The Grosse Pointe Unitarian Church was thriving at the time, with many members who were prominent businesspeople and leaders in both Detroit and Grosse Pointe, but the issue of desegregation divided the Church in a way that no other issue had. Many of the church’s wealthiest members approached Dad and told him that they would quit the Church if he supported integration. All totaled it looked like half the members of the would leave. Daughter Laura recalls that when she asked him, “What are you going to do?” he answered, “Although it’s hard, I’m going to do what’s right.” Under his leadership, the Board of the Grosse Pointe Unitarian Church voted to support their minister and take a stand for desegregation.

After he retired, and they moved to Florida, they joined the First Unitarian Universalist Congregation of the Palm Beaches where they were active members for many years., including several years when Creighton served as President of 1stUUPB. Members of the church remember that Creighton (and Natalie) were involved in everything.  “They were at services every Sunday when they were in Florida and made Hospitality an important part of the day.  Creighton was one of our financial gurus.  He served on the Finance Committee. As a structural engineer, he helped with issues involving the Sanctuary and Emerson Building.  He and Natalie organized and presented a Teaching Thursday program, the theme of which was that the universal web of life includes evolution. Creighton was a peacemaker; whatever was going on, it was a happier place when Creighton was there. 1stUUPB today is better because he was a part of us.”

Creighton Craig Lederer, was born on August 19, 1927, in Oakland California to James (“Jimmy”) and Alma (nee Graf) Lederer. His father, Jimmy Lederer, was a talented musician who played in bars and juke joints during the Prohibition Era and the Great Depression. It is said that Fats Waller composed Honeysuckle Rose on Jimmy’s piano. Jimmy and Alma divorced when Creighton was 2 years old. Alma traveled back to Brooklyn New York, to her brother’s apartment, and raised Creighton and his older sister, Jean, in a secular Jewish family. Creighton remembered that they didn’t have much in the way of money, but that Alma always found a way to get them to theatre productions, symphonies, museum openings, and other cultural events.

He attended Brooklyn Technical High School, one of the first public schools for gifted and talented, graduating in 1944 at the age of 16, after skipping several grades. When he was 17, he enlisted in the Navy and served as ship navigator for nine months at the end of World War II.  After the War, he was admitted to Oberlin College in Ohio and then transferred to the University of Michigan’s Civil Engineering Department where he graduated summa cum laude in 1949.

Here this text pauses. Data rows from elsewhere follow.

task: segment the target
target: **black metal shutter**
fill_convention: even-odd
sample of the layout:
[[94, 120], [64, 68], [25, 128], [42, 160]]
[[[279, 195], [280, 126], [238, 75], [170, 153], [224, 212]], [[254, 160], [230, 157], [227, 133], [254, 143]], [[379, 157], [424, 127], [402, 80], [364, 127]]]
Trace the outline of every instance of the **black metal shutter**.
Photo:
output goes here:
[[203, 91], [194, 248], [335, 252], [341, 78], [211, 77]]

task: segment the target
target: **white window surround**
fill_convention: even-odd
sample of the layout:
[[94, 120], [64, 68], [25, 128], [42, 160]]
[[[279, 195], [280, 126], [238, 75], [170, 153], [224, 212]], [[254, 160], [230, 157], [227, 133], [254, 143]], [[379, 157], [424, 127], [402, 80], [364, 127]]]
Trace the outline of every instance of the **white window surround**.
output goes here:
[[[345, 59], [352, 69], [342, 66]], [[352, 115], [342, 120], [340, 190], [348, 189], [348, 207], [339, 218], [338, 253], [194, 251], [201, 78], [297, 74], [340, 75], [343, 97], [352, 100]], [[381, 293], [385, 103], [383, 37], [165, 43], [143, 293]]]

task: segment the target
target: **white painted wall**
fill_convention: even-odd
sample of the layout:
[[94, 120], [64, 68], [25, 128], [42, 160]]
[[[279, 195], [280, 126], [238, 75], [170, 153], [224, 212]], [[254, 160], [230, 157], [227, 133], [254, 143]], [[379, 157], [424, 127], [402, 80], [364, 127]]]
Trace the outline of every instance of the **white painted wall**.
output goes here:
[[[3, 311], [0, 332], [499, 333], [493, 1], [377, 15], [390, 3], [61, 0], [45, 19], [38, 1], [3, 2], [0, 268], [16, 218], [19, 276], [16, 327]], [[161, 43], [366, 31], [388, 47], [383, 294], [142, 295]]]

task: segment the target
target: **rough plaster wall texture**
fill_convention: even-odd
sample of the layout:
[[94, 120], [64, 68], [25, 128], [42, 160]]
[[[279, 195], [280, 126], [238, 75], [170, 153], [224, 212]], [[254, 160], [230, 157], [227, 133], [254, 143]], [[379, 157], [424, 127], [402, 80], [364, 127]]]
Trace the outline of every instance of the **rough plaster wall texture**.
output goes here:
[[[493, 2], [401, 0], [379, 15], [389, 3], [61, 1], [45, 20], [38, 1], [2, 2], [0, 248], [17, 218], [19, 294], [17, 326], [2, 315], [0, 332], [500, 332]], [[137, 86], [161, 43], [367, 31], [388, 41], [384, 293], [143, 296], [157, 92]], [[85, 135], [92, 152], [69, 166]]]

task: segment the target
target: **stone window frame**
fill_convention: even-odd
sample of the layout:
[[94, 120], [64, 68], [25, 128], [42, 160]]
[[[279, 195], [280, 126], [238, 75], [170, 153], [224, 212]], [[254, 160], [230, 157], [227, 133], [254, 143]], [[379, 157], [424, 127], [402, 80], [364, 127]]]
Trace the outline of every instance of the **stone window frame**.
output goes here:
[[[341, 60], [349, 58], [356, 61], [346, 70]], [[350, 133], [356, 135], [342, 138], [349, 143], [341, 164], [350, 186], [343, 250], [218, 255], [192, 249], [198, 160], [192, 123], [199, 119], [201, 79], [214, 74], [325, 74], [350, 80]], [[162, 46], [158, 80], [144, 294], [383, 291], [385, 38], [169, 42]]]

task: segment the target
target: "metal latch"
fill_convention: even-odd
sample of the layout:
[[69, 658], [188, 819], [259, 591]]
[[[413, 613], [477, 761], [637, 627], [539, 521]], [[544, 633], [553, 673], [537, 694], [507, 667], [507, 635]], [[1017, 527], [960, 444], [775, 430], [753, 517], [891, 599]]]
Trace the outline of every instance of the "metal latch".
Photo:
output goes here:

He met and married Natalie Lederer in Ann Arbor, Michigan. She was (and still is!) beautiful and talented and had many admirers. She said that Creighton was smart and funny and won her over because he made her laugh.

He is survived by Natalie; five of his children, Laura (husband John), Carrie (Steven), Robert, Sara (Peter), and Lisa (Clay); a sixth child, Creighton John, died at 6 months; grandchildren Lianna, Jenna, Thomas, Emma, Abraham, Andrew, and Matthias (grandchild Kara died in 2019); and great grandchildren, Kye and Violet.